Charlotte, made primarily out of fiberglass and created by American Visionary, stands calmly while volunteers and educators teach program participants how rhinos are being trained by animal care staff at zoos across North America to stand voluntarily for rectal ultrasound exams, how ultrasound technology works, and why the information from these exams is so critical to CREW’s rhino reproductive research.
“Student volunteers get to put on a plastic sleeve and actually perform a rectal ultrasound exam on Charlotte,” said Roth. “The ultimate goal of this groundbreaking “immersion” experience, the first of its kind, is to locate the rhino fetus with beating heart, and our program leaders make sure that no participant leaves disappointed.”
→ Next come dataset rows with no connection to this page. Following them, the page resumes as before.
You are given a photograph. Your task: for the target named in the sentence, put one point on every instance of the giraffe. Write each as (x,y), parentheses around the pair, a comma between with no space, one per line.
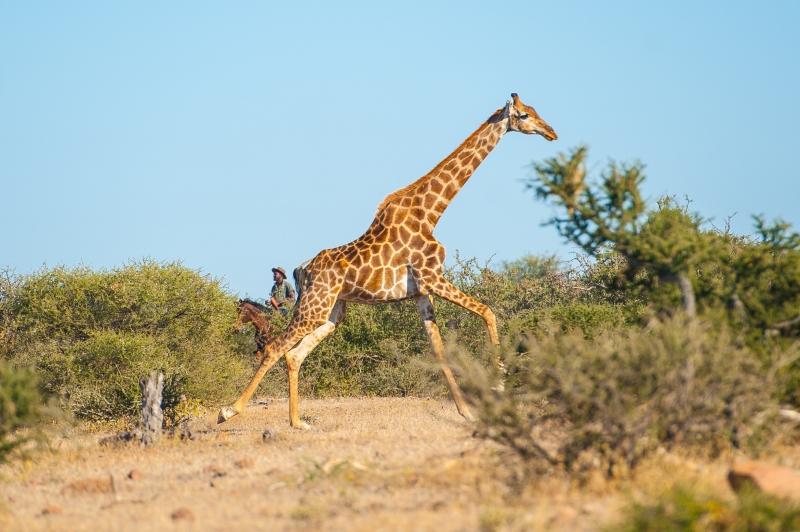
(397,258)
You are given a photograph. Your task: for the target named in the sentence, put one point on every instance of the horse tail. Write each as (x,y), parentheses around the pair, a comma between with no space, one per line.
(300,277)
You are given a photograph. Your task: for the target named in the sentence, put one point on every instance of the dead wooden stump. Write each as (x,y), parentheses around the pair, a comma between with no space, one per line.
(152,415)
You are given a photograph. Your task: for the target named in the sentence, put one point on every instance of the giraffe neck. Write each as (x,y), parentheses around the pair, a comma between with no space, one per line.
(429,196)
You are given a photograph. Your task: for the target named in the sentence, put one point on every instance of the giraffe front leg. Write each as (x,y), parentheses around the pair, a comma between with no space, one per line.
(444,289)
(425,308)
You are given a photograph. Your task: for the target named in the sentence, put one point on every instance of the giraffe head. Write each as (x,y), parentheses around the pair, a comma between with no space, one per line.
(525,119)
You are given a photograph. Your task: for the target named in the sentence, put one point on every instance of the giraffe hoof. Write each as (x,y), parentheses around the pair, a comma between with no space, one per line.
(225,414)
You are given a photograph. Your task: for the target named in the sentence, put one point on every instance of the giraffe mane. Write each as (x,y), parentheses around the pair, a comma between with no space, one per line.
(397,194)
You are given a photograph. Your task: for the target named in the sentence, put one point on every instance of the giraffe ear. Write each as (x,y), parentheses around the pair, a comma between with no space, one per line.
(506,111)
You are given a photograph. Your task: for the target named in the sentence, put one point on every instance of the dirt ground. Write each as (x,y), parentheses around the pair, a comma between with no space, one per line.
(367,464)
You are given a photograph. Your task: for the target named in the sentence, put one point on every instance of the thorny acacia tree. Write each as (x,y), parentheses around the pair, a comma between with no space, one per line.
(758,279)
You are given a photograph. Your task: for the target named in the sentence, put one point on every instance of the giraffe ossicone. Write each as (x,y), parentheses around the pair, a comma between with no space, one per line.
(397,258)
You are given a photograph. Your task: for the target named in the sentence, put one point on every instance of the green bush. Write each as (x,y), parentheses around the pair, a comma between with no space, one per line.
(382,349)
(609,401)
(92,334)
(682,509)
(20,408)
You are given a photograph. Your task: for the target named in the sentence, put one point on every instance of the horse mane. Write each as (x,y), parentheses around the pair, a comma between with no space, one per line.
(259,306)
(299,274)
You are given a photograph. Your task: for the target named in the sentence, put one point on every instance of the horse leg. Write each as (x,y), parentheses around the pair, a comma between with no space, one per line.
(296,355)
(425,308)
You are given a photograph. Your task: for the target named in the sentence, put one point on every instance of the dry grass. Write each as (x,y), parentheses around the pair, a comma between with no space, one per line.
(368,464)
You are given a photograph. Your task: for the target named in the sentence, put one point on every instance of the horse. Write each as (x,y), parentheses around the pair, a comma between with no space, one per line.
(252,312)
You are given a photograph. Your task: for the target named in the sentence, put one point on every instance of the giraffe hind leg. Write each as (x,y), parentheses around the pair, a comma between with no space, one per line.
(425,308)
(296,355)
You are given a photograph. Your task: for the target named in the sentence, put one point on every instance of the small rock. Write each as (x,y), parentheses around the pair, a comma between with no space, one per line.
(182,513)
(214,470)
(244,463)
(89,485)
(769,478)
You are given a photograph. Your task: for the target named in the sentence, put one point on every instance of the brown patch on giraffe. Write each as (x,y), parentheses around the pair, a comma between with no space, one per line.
(404,234)
(386,254)
(375,282)
(417,242)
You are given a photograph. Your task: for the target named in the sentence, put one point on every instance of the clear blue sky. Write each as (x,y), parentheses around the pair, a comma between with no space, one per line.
(237,136)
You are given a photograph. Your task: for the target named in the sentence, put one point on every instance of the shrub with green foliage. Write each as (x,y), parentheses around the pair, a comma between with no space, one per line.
(668,258)
(90,335)
(382,349)
(610,400)
(20,408)
(682,508)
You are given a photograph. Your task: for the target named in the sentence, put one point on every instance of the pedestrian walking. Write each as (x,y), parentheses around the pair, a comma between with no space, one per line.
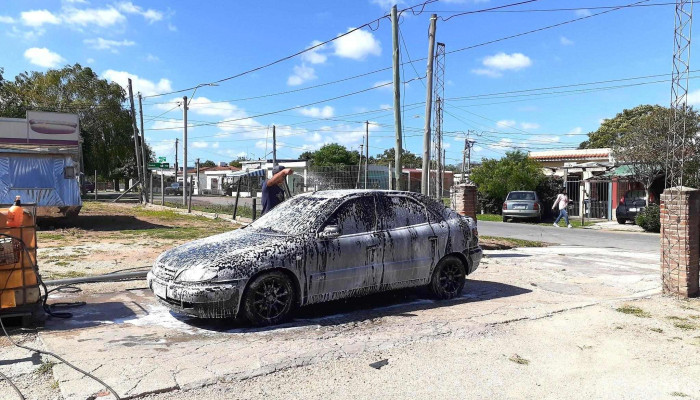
(563,202)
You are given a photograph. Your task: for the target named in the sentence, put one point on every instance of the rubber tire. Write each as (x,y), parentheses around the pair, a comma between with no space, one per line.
(249,297)
(435,288)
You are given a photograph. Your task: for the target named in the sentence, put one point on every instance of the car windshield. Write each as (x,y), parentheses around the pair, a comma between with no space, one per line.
(292,217)
(521,196)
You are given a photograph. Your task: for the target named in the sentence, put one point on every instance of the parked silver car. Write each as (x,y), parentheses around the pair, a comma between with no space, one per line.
(522,205)
(318,247)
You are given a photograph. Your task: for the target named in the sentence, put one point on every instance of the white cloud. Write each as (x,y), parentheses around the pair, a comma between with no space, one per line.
(102,17)
(313,56)
(487,72)
(302,73)
(37,18)
(357,45)
(43,57)
(150,15)
(107,44)
(529,125)
(315,112)
(575,132)
(144,86)
(565,41)
(503,61)
(506,123)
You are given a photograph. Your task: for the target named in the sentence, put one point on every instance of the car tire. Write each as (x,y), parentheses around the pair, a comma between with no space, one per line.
(269,299)
(448,278)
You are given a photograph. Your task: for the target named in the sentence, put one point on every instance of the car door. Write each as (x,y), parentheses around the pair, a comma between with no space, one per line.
(409,241)
(347,263)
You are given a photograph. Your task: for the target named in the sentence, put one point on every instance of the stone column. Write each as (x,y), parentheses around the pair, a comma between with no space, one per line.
(464,200)
(680,241)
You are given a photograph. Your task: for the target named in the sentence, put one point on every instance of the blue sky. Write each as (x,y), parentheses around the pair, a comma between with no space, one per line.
(170,45)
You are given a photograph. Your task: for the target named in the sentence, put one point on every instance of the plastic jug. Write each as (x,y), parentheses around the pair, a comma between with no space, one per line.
(15,215)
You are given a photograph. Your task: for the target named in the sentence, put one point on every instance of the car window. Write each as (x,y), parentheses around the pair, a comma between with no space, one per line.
(354,216)
(521,196)
(398,212)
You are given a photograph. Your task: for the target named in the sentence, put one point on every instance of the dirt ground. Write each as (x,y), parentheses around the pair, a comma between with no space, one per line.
(534,322)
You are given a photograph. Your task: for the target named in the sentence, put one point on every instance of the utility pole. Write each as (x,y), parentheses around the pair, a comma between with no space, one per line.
(425,176)
(366,151)
(397,97)
(274,147)
(136,138)
(144,157)
(177,141)
(184,151)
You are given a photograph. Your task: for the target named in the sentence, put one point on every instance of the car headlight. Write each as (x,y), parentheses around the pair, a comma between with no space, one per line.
(196,275)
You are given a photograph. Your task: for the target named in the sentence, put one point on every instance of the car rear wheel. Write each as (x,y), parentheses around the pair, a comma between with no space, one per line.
(448,278)
(269,299)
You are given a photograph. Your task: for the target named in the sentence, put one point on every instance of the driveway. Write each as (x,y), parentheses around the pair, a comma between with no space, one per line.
(637,242)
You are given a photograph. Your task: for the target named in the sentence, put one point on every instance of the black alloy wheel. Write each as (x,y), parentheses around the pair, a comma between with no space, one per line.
(448,278)
(269,299)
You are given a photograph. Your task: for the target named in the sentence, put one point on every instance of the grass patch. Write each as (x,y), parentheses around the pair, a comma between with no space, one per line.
(45,367)
(502,243)
(519,360)
(633,310)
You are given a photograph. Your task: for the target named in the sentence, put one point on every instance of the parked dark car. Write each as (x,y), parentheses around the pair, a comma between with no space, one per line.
(318,247)
(631,204)
(522,205)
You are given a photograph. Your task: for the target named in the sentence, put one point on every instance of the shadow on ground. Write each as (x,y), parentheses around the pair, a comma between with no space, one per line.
(101,223)
(393,303)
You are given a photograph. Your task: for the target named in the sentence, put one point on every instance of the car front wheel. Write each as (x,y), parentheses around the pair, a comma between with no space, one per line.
(269,299)
(448,278)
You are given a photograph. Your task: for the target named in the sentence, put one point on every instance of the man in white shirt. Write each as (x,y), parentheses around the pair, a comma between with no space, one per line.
(562,201)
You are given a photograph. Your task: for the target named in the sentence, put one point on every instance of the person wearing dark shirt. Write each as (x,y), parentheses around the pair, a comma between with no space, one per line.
(273,189)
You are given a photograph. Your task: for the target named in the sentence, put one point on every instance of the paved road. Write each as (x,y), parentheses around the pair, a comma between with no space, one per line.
(641,242)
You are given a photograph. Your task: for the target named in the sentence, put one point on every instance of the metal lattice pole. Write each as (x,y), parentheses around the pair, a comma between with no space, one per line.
(677,141)
(438,95)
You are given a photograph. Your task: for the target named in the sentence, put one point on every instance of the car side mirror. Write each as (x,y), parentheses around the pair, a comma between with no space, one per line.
(329,232)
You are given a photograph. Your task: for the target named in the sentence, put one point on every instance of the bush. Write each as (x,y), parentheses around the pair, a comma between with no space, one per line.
(650,218)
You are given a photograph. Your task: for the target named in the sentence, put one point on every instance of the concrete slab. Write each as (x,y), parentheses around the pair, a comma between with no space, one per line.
(139,347)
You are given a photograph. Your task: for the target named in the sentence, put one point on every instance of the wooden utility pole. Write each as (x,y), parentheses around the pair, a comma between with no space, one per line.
(184,152)
(366,151)
(144,154)
(136,138)
(425,177)
(274,146)
(397,96)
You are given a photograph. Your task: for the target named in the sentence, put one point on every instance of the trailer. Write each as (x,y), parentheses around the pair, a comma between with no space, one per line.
(40,161)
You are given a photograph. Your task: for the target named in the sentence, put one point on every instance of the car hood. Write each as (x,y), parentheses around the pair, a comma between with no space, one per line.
(235,255)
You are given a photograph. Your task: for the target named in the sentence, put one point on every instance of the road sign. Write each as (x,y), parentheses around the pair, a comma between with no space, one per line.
(159,165)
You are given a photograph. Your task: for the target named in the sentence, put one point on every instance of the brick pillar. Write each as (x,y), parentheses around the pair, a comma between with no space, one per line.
(680,241)
(465,199)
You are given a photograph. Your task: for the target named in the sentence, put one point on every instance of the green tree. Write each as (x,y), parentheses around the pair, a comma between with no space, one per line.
(331,154)
(408,159)
(105,124)
(612,130)
(515,171)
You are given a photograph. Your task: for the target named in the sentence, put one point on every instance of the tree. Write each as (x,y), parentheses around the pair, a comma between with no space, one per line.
(408,159)
(331,154)
(612,130)
(105,125)
(515,171)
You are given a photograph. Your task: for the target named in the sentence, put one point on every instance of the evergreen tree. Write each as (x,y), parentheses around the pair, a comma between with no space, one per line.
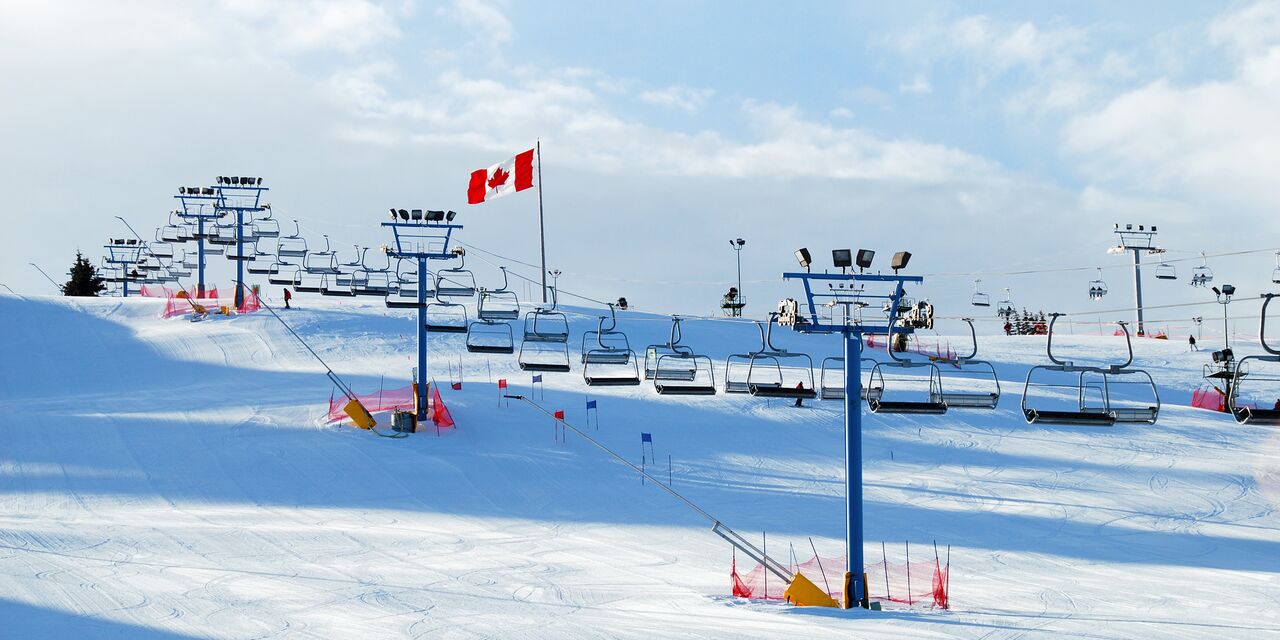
(85,279)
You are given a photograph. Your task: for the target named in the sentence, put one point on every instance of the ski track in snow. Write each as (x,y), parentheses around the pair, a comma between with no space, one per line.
(172,479)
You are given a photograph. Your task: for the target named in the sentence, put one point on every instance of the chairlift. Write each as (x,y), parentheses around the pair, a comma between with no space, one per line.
(291,246)
(981,388)
(607,356)
(1006,306)
(1265,414)
(764,373)
(1097,288)
(676,370)
(329,286)
(307,282)
(979,298)
(831,383)
(490,337)
(1202,274)
(544,346)
(1091,396)
(444,316)
(321,261)
(890,382)
(499,304)
(457,282)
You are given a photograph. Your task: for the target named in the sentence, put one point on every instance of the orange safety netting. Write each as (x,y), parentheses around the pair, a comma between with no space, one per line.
(389,400)
(897,583)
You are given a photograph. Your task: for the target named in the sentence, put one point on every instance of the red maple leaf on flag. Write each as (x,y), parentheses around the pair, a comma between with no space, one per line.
(499,178)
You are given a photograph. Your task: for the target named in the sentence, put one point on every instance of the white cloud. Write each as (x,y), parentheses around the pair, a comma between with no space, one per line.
(918,86)
(677,96)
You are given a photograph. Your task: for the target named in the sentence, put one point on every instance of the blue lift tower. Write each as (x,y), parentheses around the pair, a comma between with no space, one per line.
(421,236)
(240,195)
(835,295)
(199,208)
(123,255)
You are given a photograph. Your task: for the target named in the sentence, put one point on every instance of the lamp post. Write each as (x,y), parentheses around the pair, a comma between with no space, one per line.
(1224,297)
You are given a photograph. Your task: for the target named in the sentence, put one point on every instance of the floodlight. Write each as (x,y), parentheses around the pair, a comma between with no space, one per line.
(900,260)
(803,257)
(842,257)
(864,257)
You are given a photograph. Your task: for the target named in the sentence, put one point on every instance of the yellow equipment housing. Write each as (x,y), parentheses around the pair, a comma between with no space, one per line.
(360,415)
(803,593)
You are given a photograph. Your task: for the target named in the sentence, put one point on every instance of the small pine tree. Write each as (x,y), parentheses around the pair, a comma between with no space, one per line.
(85,279)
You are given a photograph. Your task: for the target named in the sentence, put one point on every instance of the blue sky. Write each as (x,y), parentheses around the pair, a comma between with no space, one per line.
(983,137)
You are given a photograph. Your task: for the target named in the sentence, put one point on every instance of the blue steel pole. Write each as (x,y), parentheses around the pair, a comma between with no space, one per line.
(200,245)
(240,257)
(421,339)
(854,461)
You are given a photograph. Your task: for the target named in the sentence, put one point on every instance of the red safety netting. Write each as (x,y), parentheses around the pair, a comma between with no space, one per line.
(389,400)
(899,583)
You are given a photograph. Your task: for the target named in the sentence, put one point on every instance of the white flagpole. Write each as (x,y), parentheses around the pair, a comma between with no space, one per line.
(542,229)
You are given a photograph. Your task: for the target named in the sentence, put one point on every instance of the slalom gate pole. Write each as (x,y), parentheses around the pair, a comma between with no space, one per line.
(718,528)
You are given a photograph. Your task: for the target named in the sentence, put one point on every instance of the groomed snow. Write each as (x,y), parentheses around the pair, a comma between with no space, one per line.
(168,479)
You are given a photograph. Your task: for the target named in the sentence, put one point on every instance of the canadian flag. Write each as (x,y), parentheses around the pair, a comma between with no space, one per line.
(502,178)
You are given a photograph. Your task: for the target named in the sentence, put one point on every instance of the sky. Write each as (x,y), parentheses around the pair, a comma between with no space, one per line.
(982,137)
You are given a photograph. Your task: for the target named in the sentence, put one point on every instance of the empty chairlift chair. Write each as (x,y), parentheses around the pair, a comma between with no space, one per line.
(291,250)
(544,344)
(498,305)
(444,316)
(768,373)
(607,355)
(1251,376)
(676,370)
(457,282)
(972,383)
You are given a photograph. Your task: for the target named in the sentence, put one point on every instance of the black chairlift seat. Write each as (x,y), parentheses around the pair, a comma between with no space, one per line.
(1256,416)
(1069,417)
(777,391)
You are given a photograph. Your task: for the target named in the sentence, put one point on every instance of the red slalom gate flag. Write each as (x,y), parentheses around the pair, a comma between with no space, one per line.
(502,178)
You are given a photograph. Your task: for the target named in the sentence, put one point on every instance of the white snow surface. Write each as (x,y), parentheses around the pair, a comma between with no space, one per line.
(173,479)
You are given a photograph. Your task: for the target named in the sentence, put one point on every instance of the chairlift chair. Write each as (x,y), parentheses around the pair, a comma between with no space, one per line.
(831,383)
(676,370)
(979,298)
(490,337)
(292,246)
(984,389)
(329,286)
(1261,415)
(607,355)
(457,282)
(766,375)
(544,344)
(1202,275)
(444,316)
(1097,288)
(498,304)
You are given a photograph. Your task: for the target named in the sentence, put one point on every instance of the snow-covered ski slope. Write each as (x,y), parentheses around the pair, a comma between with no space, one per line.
(168,479)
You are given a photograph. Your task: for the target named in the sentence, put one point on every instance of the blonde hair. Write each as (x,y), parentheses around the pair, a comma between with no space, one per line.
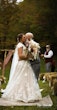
(29,34)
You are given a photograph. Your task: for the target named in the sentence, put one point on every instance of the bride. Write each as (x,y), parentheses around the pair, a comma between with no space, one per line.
(22,85)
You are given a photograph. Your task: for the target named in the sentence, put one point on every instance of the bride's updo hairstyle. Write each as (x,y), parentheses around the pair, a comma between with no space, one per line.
(19,37)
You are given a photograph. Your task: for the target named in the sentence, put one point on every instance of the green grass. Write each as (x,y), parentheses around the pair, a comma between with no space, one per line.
(47,90)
Students from the Zoo’s on-site high school, the Zoo Academy, were among the first to learn from Charlotte. “Probably one of the coolest things I’ve done so far at the Zoo Academy is come and be with Terri and Charlotte. I do want to be a vet, so this is the kind of work I could be doing in the future,” said Zoo Academy Junior Kamryn Poole.
This is not the first time that CREW scientists have been first! Dr. Roth is credited with figuring out how to successfully breed Sumatran rhinos, one of the most endangered rhino species. Her research led to the births of three calves at the Cincinnati Zoo, and one of those has sired two calves with a female at the Sumatran Rhino Sanctuary. There are fewer than 80 in the world.
Reproductive physiologists from CREW work with the Zoo’s animal care staff to perform “awake” ultrasounds on a variety of animals, including a polar bear. They were the first to see an image of the now famous “Fiona”, the hippo that was born six-weeks premature and was nursed to health by Zoo vets and her caregivers. Today she weighs 1,200 pounds and is an ambassador for her species.
In addition to inspiring future scientists, Charlotte is an ambassador for her species. Eastern black rhinos, native to Eastern and Central Africa, are critically endangered due to poaching and habitat loss. Fewer than 5,000 black rhinos remain in the world.
The hands-on experience is currently only available to student groups and private tours, but the Zoo plans to make it open to the public next year.
This one-of-a-kind interactive exhibit was made possible by a generous donation from the Hilton Family in honor of Elisabeth and Reagan Hilton.